Kızılötesi ışınların atmosfer tarafından tutulması "sera etkisi"olarak adlandırılmaktadır. Sera etkisi, güneş ışığını, gazları, atmosferdeki parçacıkları kapsayan bir işlemle Yerküre'nin yüzeyini ısıtıyor. Sera gazları, ısıyı dünyanın atmosferine hapseden gazlara verilen isimdir. (En zararlı sera gazı, karbondioksittir. Kyoto Anlaşması, karbondioksidin yanı sıra metan ve nitrus oksid gazlarının salınımını da düşürmeyi öngörüyor.)

Küresel ısınmaya katkıda bulunan ana insan aktiviteleri: fosil yakıtların yakılması (kömür, petrol ve doğal gaz) ve ormanların yok edilmesidir. En çok yakıt tüketimi: otomobillerde, fabrikalarda, elektrik santrallerinde meydana gelmektedir. Fosil yakıtlarının yakılması ile karbondioksit gazı (kimyasal formülü CO2) açığa çıkmaktadır. CO2 ısının uzaya çıkışını yavaşlatan bir sera gazı'dır. Ağaçlar ve diğer bitkiler besin üretmek için havadaki CO2'i fotosentez ile kullanırlar. Ormanların yok edilmesi, bitkiler tarafından yok edilen gaz miktarı oranını indirgeyerek ya da ölü bitki örtüsünün ayrıştırılması ile CO2' nin çoğalmasına katkıda bulunuyor.

Küresel ısınmanın etkileri
Sera gazları küresel ısınma ile birlikte iklim değişikliklerini de beraberinde getirmektedir. Bu gazlar dünyanın yüzeyini bir battaniye gibi sararak sera etkisine sebep olmaktadır. Sera etkisi yaratan gazların başında CO2 (Karbondioksit) gelmektedir. Bütün fosil yakıtlar CO2 karbondioksit üretmektedirler. Bu durum, dünyanın değişik yerlerinde kuraklığa neden olduğu gibi; sel, fırtına gibi doğal afetlere de neden olmaktadır. Küresel ısınma nedeniyle ısı arttıkça; buzullar ana kütleden koparak erimekte, bunun da yapılan hesaplara göre 2020 yılında denizlerin 1 metre civarında yükselmesine sebep olacağı belirtilmektedir.

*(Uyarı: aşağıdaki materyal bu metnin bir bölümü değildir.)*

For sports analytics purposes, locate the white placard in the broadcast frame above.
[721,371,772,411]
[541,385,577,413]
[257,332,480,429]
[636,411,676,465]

Okyanus yaşantısına zararları
Küresel ısınmanın sonucunda okyanus yüzey suları ısınarak okyanus ekosisteminin stresini arttırabilir bunun sonucunda mercan kayaları zarar görerek ağarır. Mercan kayaları ağardığında onlara renk veren beslenmelerini sağlayan algealerini kaybederler. Mercanlar beyazladığında eğer su sıcaklığı düşmez ise ölürler. Sıcaklık artışı ile diğer deniz canlıları arasında hastalanmalar yaygınlaşır.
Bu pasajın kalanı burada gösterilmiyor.